Par Frédéric Maltais

Enfant, nous avons tous joué à cache-cache. C’est un jeu très formateur par lequel nous apprenons différentes facettes de la vie comme la permanence des choses, la manipulation et la diversion.

Permanence des choses

Pour un poupon, ce qu’il ne voit pas n’existe pas. Ainsi, le simple fait de se couvrir les yeux lui donne l’impression que le monde autour de lui disparait.

Depuis le 17 octobre dernier, nous avons, en quelque sorte, retiré les mains qui couvraient nos yeux. Nous avons accepté collectivement de voir une situation qui existait et qui, même si nous avions tenté de mettre nos mains encore plus fort sur nos yeux, aurait continué d’exister quand même.

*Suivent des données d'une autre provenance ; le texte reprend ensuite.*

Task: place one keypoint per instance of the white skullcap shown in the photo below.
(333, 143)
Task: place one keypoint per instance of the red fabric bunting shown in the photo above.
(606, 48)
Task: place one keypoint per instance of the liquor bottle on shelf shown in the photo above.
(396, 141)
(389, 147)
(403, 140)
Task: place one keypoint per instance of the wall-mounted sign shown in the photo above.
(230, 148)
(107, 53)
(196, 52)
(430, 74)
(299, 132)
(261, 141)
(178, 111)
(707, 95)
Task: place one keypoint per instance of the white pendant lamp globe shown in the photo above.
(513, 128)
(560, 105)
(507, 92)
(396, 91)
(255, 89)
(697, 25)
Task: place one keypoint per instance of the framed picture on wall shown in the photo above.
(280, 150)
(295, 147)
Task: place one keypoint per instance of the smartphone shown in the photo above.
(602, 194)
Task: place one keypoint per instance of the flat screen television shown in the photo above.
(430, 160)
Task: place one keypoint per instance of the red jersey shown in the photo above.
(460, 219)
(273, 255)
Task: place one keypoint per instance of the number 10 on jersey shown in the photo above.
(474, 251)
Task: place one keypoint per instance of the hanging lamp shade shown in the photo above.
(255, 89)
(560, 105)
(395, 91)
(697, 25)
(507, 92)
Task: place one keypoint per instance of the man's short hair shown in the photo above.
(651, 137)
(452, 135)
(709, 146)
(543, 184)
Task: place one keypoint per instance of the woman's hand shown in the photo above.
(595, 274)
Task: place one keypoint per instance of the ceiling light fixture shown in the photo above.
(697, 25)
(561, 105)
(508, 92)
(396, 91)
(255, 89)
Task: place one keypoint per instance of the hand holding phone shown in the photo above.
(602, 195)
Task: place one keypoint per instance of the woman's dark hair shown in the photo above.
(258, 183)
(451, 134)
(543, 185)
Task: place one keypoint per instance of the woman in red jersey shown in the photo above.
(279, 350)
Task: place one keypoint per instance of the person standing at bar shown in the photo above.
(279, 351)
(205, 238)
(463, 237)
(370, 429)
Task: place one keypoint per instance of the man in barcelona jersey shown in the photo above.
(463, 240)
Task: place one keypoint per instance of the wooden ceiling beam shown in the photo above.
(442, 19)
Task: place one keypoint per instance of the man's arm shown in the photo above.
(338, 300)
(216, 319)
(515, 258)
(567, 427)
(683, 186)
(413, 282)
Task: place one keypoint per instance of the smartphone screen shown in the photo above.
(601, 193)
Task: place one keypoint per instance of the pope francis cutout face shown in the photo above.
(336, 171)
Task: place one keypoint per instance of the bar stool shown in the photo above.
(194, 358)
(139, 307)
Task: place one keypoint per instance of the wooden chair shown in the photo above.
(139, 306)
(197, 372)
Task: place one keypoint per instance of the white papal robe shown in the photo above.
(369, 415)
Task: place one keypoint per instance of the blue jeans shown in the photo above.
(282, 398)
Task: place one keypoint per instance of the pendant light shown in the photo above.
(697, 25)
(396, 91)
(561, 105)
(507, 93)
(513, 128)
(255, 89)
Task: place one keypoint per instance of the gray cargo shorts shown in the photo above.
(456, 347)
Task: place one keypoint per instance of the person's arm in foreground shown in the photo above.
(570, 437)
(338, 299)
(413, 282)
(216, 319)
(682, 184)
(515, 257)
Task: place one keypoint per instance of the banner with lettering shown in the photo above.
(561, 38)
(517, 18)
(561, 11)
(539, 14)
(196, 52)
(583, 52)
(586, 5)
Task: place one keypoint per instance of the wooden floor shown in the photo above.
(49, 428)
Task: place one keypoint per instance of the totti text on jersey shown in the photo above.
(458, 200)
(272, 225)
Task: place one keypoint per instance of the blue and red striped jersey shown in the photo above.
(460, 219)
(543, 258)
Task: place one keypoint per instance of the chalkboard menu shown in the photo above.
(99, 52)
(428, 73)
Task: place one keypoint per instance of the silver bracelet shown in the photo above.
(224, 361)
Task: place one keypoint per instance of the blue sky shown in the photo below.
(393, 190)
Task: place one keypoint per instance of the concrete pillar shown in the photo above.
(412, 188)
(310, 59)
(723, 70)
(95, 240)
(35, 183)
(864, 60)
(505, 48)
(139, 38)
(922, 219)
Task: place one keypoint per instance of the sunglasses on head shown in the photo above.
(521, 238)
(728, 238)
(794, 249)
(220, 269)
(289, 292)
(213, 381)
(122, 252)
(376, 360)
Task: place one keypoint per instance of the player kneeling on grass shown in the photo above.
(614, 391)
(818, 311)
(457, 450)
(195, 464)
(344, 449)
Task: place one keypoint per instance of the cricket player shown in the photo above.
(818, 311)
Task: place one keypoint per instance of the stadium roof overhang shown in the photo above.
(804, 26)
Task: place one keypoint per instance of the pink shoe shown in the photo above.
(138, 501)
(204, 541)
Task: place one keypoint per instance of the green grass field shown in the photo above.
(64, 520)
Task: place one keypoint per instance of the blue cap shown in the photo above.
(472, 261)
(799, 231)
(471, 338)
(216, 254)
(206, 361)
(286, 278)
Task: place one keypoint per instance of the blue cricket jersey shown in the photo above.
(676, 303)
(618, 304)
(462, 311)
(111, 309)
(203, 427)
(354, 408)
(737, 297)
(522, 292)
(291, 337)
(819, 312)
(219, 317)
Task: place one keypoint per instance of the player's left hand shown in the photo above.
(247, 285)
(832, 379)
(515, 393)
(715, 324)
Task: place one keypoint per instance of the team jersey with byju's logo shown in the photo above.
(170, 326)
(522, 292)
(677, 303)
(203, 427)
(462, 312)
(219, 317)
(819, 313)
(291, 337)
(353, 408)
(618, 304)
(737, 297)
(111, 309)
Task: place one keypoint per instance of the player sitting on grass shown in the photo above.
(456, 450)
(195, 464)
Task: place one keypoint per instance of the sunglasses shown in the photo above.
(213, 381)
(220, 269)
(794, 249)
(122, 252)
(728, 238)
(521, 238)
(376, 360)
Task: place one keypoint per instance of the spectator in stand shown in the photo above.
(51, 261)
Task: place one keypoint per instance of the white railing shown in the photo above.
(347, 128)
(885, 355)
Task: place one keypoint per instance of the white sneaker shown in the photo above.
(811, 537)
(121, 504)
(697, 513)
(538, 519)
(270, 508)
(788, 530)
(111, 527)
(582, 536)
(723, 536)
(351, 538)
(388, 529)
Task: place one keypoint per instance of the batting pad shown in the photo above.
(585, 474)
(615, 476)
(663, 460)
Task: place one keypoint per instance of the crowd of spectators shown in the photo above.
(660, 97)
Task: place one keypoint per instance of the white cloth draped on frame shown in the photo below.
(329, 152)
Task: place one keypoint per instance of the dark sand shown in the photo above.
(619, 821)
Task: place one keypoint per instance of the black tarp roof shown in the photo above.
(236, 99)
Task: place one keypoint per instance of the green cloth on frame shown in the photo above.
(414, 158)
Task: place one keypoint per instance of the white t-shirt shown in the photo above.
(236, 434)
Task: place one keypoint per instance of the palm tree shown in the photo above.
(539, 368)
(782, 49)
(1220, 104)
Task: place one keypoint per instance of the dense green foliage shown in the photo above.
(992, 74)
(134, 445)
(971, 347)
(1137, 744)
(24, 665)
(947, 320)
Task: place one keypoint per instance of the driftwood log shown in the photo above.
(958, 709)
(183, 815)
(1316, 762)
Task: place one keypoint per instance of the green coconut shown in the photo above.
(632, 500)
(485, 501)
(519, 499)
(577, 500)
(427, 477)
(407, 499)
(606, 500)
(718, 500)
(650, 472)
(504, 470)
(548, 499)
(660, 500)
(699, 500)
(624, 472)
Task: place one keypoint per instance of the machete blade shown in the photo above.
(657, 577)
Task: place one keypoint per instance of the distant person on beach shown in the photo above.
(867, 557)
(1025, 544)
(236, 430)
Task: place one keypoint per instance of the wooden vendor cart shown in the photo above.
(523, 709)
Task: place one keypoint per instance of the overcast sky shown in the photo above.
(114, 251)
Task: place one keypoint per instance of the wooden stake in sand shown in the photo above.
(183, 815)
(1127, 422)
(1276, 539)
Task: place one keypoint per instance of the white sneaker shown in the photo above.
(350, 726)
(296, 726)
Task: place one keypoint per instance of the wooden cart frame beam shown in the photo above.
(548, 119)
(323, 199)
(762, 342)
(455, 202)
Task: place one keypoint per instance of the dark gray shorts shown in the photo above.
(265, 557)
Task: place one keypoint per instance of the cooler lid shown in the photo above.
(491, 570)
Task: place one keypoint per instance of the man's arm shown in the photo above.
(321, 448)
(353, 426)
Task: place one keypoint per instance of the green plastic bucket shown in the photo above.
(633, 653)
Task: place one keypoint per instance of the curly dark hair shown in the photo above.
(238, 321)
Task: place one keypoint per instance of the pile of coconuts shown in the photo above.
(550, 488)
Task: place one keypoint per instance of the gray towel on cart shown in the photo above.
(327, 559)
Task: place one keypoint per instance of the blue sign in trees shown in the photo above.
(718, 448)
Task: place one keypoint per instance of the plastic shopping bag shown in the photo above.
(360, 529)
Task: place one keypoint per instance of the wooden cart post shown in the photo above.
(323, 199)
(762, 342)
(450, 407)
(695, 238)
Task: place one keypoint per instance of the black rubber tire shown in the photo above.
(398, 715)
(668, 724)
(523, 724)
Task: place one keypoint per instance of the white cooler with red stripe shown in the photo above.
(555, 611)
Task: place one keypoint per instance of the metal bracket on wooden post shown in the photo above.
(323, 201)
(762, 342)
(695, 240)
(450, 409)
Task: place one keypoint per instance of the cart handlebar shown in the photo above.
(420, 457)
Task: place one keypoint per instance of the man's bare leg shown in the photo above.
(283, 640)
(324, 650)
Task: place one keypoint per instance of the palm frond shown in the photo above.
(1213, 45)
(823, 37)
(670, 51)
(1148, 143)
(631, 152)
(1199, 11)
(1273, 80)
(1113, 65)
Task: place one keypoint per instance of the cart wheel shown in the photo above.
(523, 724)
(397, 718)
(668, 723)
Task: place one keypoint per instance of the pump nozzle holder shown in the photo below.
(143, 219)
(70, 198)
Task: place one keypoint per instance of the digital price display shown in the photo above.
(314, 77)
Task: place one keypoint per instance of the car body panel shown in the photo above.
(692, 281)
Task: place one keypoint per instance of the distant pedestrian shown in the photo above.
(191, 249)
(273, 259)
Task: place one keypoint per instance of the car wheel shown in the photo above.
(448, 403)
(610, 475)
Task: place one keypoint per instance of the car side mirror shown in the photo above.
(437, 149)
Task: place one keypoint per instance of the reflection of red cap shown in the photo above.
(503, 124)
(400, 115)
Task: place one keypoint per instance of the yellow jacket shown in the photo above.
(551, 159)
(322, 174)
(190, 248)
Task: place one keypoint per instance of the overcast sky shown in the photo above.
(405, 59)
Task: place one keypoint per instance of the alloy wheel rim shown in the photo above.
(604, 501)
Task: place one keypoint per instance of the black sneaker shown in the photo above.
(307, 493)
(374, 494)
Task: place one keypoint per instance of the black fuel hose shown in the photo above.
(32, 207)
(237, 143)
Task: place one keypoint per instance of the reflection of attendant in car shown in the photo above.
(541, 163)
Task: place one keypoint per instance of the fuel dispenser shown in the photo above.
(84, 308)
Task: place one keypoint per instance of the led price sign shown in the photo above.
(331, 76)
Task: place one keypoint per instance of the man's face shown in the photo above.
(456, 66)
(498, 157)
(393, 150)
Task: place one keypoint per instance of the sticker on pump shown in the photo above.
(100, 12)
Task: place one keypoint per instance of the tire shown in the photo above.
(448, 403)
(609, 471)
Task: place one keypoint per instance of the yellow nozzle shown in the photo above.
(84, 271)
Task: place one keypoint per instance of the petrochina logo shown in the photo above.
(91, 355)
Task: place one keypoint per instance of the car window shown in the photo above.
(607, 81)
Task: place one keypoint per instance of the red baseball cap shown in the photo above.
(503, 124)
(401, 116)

La légalisation du pot reste pour l’instant un peu taboue et l’acceptation ne se fait assurément pas dans toutes les strates de la population. On le constate à voir la quantité de municipalités qui ont voté différents règlements visant à limiter la consommation de cannabis sur leur territoire. Même si, d’un point de vue de santé publique, plusieurs experts s’accordent pour dire que restreindre les lieux extérieurs où peut être consommé le cannabis augmente les chances que la consommation se fasse en lieu clos. Les effets négatifs de la fumée secondaire sont par le fait même accrus dans l’entourage des consommateurs.

Au moins, les élus auront démontré leur sens des responsabilités aux électeurs en leur disant : « Attendez un instant. Nous ne pouvons pas enlever nos mains d’un seul coup comme ça. La quantité de lumière dans nos yeux pourrait nous brûler la rétine. »

Manipulation

Plus tard dans son développement, l’enfant développe la capacité de se représenter le point de vue des autres. Il affute donc ses stratégies pour rendre ses cachettes plus efficaces.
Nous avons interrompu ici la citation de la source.